# Setting Nock Height- Set level? Nock high? Super tuner advice wanted.....



## drw679 (Dec 12, 2011)

So here is my question: When setting nock height, should you run the nock level at all costs and adjust clean vertical nock travel with cam timing adjustment or set the nock height a bit high and then finish up with cam timing adjustments? How much nock high is too much or what is the max nock high you would run? I am sure you should mess with both and see which combo works best down range bare shaft. Any insight would be much appreciated. I have my sons Halon and Halon X running well, everything in spec, but would love to hear any other insight. Nuts n Bolts, Ontarget 7, I hope you guys see this. Thank you in advance.


----------



## patches2565 (Jun 21, 2015)

I like an 1/8 high. It tuned great for me at least. I also made timing perfect. 

Hopefully some of the big dogs chip in for ya. 

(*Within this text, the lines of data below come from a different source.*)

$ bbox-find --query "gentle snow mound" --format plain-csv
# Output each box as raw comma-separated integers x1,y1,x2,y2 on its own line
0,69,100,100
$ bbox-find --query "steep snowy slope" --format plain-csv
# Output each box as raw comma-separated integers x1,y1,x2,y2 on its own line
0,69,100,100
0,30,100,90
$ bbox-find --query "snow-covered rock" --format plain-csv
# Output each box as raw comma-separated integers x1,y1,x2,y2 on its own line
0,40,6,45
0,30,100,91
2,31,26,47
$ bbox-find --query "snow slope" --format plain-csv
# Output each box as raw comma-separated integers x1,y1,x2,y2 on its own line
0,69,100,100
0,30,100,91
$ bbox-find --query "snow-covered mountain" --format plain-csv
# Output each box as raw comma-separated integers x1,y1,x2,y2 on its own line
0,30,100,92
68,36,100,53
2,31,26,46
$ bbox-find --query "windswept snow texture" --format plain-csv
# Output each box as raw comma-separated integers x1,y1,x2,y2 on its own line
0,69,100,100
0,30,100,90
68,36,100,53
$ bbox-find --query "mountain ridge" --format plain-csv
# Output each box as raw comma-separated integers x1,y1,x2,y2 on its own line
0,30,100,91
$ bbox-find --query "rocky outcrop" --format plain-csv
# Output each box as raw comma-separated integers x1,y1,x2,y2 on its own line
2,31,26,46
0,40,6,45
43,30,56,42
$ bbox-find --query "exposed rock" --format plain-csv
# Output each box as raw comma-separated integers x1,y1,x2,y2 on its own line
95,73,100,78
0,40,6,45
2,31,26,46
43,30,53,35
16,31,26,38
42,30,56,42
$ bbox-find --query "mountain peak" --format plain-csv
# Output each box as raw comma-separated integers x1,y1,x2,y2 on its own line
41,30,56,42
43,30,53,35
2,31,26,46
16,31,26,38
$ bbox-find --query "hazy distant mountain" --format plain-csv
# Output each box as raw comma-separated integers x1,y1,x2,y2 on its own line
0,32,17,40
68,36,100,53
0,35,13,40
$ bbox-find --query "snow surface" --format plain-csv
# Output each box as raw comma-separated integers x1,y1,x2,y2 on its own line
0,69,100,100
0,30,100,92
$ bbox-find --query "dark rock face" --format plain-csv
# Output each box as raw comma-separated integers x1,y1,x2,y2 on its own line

Sent from my SM-G920V using Tapatalk


----------



## Macdoc18 (Dec 28, 2012)

tagged


----------



## pottergreg (Mar 20, 2015)

Start with level/square, and try to keep it there. And tiller set even. Start with Cams synced. Cam sync it to where you get the best bare shaft tuning. Try taking it out of sync in both directions to see if you get the desired results. ALWAYS write down every change and the result of that change. If you get to a place where your bare shaft is high and a 1/2 turn in your control cable makes it low, then tiller tune it in. It takes really good form to achieve this level of tune. Are your arrows spined, if not they should be? if not, only use the same arrows. Then try different (high/low) grips to see if makes a difference, some of the pretty wooden grips contribute to this problem (Hoyts for me) I shoot them with side plates much better. Move D loop/rest only as a last resort. Hope this helps.


----------



## edthearcher (Nov 2, 2002)

many opinions but here are mine, i have a bow holder and i use levels, one goes on the string the other goes on the arrow, mark string install D loop, now i go to time my cams, i dont believe in having 1 cam or the other advanced or ******ed, after that i go to my center shot, meaning distance from the riser to the center of the arrow. this are just starting points. after this is done, i now start my paper tuning, this some times just takes a few min. or even hours, paper tuning requires an almost perfect grip. i do this at 6 feet than 15 feet. now i know the bow is shooting perfect, i now group tune my arrows by placing a cross on a piece of paper, start with my left and rights, so all my arrows will go into a 3/4 line by adjusting my rest slightly, after this is done i go to the horz. line . now in my mind with field points i,am sighted in at 20 yards. using the same size or weight broad head they should hit the same or dam close


----------



## Huntinsker (Feb 9, 2012)

Depends on the cam design. Personally, single cams and hybrids get the nock set a little high of 90deg, usually 1/8" or so. Binary cams get it set level. From there, tuning dictates whether it stays or moves. If I have to adjust the cam timing too far from where I want it, top hitting first in hybrids and hitting together on binaries, then it or the rest gets moved a little. But it all depends on the shooting/tuning results. I try not to get too hung up on putting it in one spot and refusing to wiggle one way or the other. I don't every like a nock low though.


----------



## drw679 (Dec 12, 2011)

Awesome info guys and thank you! I am looking forward to trying a few of these methods.


----------



## Aviduser01 (Jan 22, 2017)

For whatever reason the pse's ive owned like 1/8-1/4 nock high with the timing bang on.
On a good day i can stack arrows at 55 so i dont worry about it


----------



## drw679 (Dec 12, 2011)

I will try it a few different ways and see what the best down range performance is. I appreciate all the good info.


----------